Woman Spends Months in Jail Over Cotton Candy Mix-Up

Needless to say, she's now suing
By Evann Gastaldo,  Newser Staff
Posted Nov 25, 2018 7:00 AM CST
Woman Spends Months in Jail Over Cotton Candy Mix-Up
A cotton candy vendor during the first inning of a baseball game between the Tampa Bay Rays and the Oakland Athletics Thursday, May 21, 2015, in St. Petersburg, Fla.   (AP Photo/Chris O'Meara)

Dasha Fincher had a bag of blue cotton candy in the car with her when two Monroe County, Georgia, sheriff's deputies pulled the vehicle over on New Year's Eve in 2016. The deputies—who said they pulled the car over because of its dark window tint, but allegedly later admitted the windows were legal—asked her about the bag but didn't believe it was cotton candy. (The Atlanta Journal-Constitution notes Fincher and the driver allegedly had suspended licenses at the time.) A roadside field test said there was meth in the bag and Fincher was arrested and charged with meth trafficking and possession with intent to distribute. She couldn't pay her $1 million bond and stayed in jail for three months; in March 2017, Georgia Bureau of Investigation tests revealed there had been no meth in the bag. Four weeks later, charges were dropped, and now Fincher is suing over the whole ordeal, WMAZ reports.

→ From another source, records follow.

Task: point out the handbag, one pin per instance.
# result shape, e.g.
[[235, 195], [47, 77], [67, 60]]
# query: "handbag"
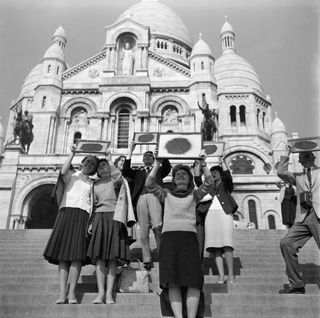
[[133, 280]]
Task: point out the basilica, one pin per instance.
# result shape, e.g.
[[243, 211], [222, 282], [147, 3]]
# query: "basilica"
[[148, 77]]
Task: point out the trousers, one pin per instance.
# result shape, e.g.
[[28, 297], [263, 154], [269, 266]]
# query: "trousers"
[[149, 212], [297, 236]]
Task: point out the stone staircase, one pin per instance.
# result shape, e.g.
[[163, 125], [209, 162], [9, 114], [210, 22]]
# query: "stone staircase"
[[29, 285]]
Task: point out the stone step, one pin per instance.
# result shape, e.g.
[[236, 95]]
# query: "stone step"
[[143, 310]]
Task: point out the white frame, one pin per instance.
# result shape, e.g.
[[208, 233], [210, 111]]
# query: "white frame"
[[105, 145], [193, 153], [154, 141], [293, 143]]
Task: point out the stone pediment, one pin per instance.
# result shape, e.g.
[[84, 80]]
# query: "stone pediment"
[[87, 71], [163, 67], [126, 26]]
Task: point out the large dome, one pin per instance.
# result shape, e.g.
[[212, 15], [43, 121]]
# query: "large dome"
[[160, 18], [231, 70]]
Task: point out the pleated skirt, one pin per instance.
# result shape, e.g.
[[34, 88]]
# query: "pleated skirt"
[[109, 239], [218, 230], [68, 241], [179, 260]]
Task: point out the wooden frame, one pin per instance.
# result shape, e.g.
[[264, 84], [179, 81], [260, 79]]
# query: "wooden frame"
[[179, 145], [145, 138], [304, 144], [213, 149], [92, 146]]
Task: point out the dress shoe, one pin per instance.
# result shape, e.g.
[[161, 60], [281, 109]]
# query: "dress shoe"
[[61, 301], [291, 290], [98, 301], [148, 266]]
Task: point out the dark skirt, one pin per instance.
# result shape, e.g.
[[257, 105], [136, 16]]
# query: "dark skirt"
[[179, 260], [109, 239], [68, 240]]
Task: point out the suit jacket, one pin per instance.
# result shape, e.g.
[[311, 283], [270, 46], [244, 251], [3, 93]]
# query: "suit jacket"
[[139, 177], [300, 180]]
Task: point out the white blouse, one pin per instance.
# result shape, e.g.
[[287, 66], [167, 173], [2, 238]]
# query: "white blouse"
[[77, 192]]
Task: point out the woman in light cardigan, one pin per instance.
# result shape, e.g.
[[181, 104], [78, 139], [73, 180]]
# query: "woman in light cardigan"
[[179, 259]]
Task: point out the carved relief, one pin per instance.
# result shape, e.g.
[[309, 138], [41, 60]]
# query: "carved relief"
[[93, 73], [22, 180]]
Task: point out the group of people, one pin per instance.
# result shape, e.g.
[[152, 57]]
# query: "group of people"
[[173, 213], [85, 231], [193, 214]]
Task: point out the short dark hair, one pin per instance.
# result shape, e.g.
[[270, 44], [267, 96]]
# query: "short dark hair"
[[149, 152], [101, 160], [96, 160], [118, 159], [186, 168]]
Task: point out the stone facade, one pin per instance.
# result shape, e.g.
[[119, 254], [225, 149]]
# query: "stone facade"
[[159, 91]]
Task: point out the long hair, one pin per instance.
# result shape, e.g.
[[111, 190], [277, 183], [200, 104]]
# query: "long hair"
[[225, 178], [96, 160], [187, 170]]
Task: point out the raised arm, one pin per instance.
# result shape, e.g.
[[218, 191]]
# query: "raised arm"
[[126, 170], [151, 184], [65, 170], [282, 170], [207, 184]]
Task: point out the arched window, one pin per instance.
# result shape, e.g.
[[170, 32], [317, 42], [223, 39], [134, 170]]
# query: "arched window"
[[76, 137], [233, 116], [271, 222], [263, 119], [123, 128], [253, 212], [243, 115], [44, 99]]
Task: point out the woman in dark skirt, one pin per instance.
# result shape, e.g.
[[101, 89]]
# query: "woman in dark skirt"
[[109, 241], [67, 245], [179, 258]]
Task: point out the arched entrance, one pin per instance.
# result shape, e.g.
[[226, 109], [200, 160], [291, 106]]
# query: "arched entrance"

Her federal lawsuit names the county, the deputies, and Sirchie Acquisitions, the company that manufactures the roadside drug test. Fincher alleges the test has a history of false positives, and that the blue food coloring used in the cotton candy triggered one. She also alleges the deputies were not trained in administering the test or in identifying street drugs, and that they ultimately violated her civil rights as a result. The suit says Fincher's incarceration caused her to miss "several major life events," including the birth of her twin grandsons, and that when her son brought the babies to the jail to meet her, he was arrested on an outstanding bench warrant. Shortly thereafter, the suit says that Fincher, "frustrated with her incarceration," broke her hand on a concrete wall. (Krispy Kreme doughnut flakes have also been mistaken for meth.)